Al cerrarse el canon del Nuevo Testamento, no existía una concepción clara de las relaciones dentro de la deidad, única e indivisible. Se puede notar, también, que dentro del mismo Nuevo Testamento estaba mucho menos desarrollada la doctrina del Espíritu Santo que la doctrina del Cristo. Tampoco estaba aclarada la relación entre las dos “naturalezas” de Cristo, la divina y la humana (ni aparece el concepto de “naturaleza” de Cristo en el N.T., o de la “esencia” de Dios). La elaboración teológica de esas doctrinas quedó como tareas para la iglesia. Como tal, están sujetas a crítica y rechazo sin negar con eso la enseñanza bíblica.[7]

Luego Juan Stam nos exhorta a una humilde interacción con la doctrina de la Trinidad diciendo: “Aunque nada de eso constituye una doctrina de la trinidad, el Nuevo Testamento establece, me parece, ciertas afirmaciones que la iglesia después intentó relacionar coherentemente. Apenas las voy a mencionar, sin ofrecer pruebas de cada una:

 (1) Hay un solo Dios, indivisible (no puede componerse de tres “partes”). Muy resumidamente, esto puede verse como la enseñanza central de Antiguo Testamento.

 (2) Jesucristo es Dios. Negar la trinidad no es lo mismo que negar la deidad de Cristo, sino negar una cierta explicación de ella. Si Cristo no es Dios, tampoco hay trinidad.
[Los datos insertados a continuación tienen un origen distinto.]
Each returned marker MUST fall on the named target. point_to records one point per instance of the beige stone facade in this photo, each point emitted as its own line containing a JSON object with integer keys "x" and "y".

 (3) Jesucristo no es otro Dios, no un segundo Dios. Eso sería un politeísmo inaceptable.

 (4) A la vez, de alguna manera Cristo como Hijo es distinto del Padre. Tiene alguna distinción personal relativa al Padre, con quien tutea (Juan 17 en casi cada versículo, y aun antes de encarnarse). El Padre no nació en Belén ni murió en la cruz.

 (5) El Espíritu Santo también es Dios (Hechos 5:3-4).

 (6) El Espíritu Santo es personal, no una fuerza impersonal (1 Corintios  12:11-12)

 (7) El Espíritu Santo, sin ser otro Dios, en algún sentido es “otro” del Padre y el Hijo. “Os conviene que yo vaya, para que el Espíritu venga” (Cristo va, el Espíritu viene). El Espíritu Santo no murió en la cruz. El Padre y el Hijo envían al Espíritu; el Espíritu es enviado.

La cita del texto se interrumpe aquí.